Rencana itu antara lain mencakup pembentukan pemerintahan baru di Gaza tanpa keterlibatan Hamas, pembentukan pasukan keamanan gabungan Palestina dan negara-negara Arab-Muslim, serta pendanaan rekonstruksi Gaza oleh negara-negara Arab-Islam dengan peran terbatas dari Otoritas Palestina.

Trump mendesak para pemimpin negara-negara Arab dan Muslim untuk mendukung rencana tersebut sebagai solusi permanen konflik Gaza.

Sementara itu, Perdana Menteri Israel, Benjamin Netanyahu, menegaskan bahwa tujuan utama perang adalah membebaskan semua sandera, menghancurkan kemampuan militer dan pemerintahan Hamas, serta memastikan Gaza tidak lagi menjadi ancaman.

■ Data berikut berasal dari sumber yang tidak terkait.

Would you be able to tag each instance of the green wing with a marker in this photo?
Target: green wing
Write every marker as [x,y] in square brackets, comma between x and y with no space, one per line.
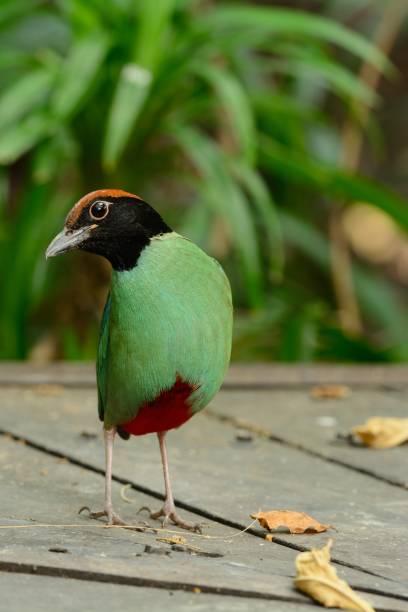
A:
[102,359]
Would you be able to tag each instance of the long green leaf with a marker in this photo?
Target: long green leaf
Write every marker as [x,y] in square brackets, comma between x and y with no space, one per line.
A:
[224,196]
[21,137]
[376,295]
[235,103]
[78,73]
[330,180]
[24,95]
[131,92]
[277,21]
[268,215]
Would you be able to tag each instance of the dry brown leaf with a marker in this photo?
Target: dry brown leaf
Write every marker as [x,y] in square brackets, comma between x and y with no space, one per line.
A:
[296,522]
[318,579]
[173,540]
[330,391]
[379,432]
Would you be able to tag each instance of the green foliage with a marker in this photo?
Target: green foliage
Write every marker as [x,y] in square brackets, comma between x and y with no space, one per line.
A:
[210,111]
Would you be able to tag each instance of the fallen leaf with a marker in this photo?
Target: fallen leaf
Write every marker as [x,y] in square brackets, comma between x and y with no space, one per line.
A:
[296,522]
[380,432]
[318,579]
[123,495]
[330,391]
[173,540]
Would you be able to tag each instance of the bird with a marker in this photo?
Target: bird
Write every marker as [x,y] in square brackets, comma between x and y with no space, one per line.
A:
[166,329]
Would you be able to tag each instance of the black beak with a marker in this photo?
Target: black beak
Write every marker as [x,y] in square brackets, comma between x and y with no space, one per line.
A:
[67,240]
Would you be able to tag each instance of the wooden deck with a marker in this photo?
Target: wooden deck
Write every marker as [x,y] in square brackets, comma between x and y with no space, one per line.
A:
[286,456]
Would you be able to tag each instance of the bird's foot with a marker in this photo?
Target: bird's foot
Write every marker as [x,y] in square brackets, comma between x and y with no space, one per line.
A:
[168,513]
[113,518]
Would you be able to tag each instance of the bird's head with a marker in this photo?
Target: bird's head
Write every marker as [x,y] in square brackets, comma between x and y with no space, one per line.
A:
[112,223]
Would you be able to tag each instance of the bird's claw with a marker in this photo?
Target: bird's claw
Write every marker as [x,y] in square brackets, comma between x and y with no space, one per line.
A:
[170,514]
[113,518]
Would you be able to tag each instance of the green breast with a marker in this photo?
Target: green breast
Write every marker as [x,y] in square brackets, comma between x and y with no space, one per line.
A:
[169,316]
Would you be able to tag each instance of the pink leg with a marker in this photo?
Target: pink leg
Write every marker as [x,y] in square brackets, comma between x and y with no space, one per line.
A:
[113,518]
[168,511]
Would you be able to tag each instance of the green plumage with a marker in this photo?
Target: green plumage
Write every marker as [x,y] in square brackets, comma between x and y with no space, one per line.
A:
[170,316]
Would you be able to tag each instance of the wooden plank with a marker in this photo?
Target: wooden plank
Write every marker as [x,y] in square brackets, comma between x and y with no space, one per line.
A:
[314,424]
[40,489]
[219,476]
[68,595]
[239,375]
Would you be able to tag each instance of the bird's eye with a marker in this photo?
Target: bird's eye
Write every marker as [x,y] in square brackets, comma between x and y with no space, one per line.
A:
[99,210]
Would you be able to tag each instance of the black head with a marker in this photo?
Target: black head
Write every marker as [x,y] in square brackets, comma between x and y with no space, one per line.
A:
[112,223]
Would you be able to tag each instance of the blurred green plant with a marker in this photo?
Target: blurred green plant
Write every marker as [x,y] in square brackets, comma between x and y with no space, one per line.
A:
[217,114]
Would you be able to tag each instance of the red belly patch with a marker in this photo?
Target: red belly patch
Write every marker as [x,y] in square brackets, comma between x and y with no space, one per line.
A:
[169,410]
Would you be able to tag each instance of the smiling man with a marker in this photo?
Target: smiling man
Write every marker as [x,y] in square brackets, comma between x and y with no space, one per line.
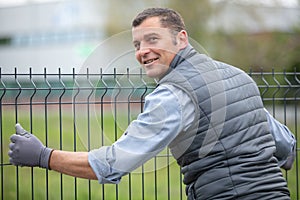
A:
[208,113]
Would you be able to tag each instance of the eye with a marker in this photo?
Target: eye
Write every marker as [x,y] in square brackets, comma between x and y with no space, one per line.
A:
[152,39]
[136,46]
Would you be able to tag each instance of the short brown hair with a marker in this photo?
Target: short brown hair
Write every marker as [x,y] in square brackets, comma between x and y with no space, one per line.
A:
[169,18]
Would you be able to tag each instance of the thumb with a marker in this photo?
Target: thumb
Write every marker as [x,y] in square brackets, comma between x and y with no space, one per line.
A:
[20,130]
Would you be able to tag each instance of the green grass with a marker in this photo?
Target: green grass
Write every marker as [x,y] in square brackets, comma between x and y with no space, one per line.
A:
[159,178]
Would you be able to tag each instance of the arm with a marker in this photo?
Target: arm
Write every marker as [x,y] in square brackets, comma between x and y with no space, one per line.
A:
[285,142]
[28,150]
[72,163]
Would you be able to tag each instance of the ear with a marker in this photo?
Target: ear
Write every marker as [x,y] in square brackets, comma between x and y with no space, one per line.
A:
[182,39]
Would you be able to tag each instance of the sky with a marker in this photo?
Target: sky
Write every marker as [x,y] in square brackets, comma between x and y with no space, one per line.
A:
[285,3]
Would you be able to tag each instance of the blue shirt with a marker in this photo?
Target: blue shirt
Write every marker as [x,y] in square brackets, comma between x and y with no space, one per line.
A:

Netanyahu secara terbuka menginginkan penghapusan total peran Hamas dari wilayah tersebut.

Serangan Udara Israel dan Nasib Delegasi Hamas

Dalam wawancara tersebut, Ghazi Hamad juga mengungkapkan bahwa ia selamat dari serangan udara Israel di Qatar, yang disebutnya sebagai "suatu keajaiban".

Ia menuduh bahwa Israel menargetkan pihak-pihak yang terlibat dalam negosiasi gencatan senjata.

Pada 9 September, Israel melakukan pemboman terhadap kepemimpinan Hamas di ibu kota Qatar, Doha.

Menurut Hamas, delegasi yang dipimpin Khalil al-Hayya selamat dari serangan tersebut.

Namun, kepala staf delegasi Hamas, Jihad Lebed, tewas bersama putra Khalil al-Hayya, Hammam, serta tiga ajudan lainnya.

Tawanan dan Seruan Gencatan Senjata

Mengenai proposal Amerika Serikat yang menawarkan pembebasan semua sandera – baik yang masih hidup maupun telah meninggal – sebagai imbalan atas pembebasan ribuan tahanan Palestina dan gencatan senjata segera, Hamad menyatakan bahwa Hamas sebenarnya menghendaki penyelesaian menyeluruh.

Ia menegaskan, "Kami bisa mengembalikan semua sandera dalam waktu 24 jam, tetapi Israel menolak."

Hamad juga membantah tuduhan bahwa Hamas menggunakan para sandera sebagai tameng manusia.

Sementara itu, sayap militer Hamas, Brigade Qassam, memperingatkan bahwa operasi darat Israel memperbesar risiko keselamatan para sandera.

Menurut data otoritas Israel, sebanyak 48 sandera masih berada di Gaza, dan sekitar 20 di antaranya diyakini masih hidup.

Di sisi lain, lebih dari 11.100 warga Palestina ditahan di penjara-penjara Israel.

Lembaga hak asasi manusia menyatakan bahwa para tahanan Palestina mengalami penyiksaan, kelaparan, dan kelalaian medis selama dalam tahanan.

Sejak pecahnya perang genosida Israel di Gaza pada Oktober 2023, lebih dari 65.500 warga Palestina telah tewas, sebagian besar korban merupakan perempuan dan anak-anak.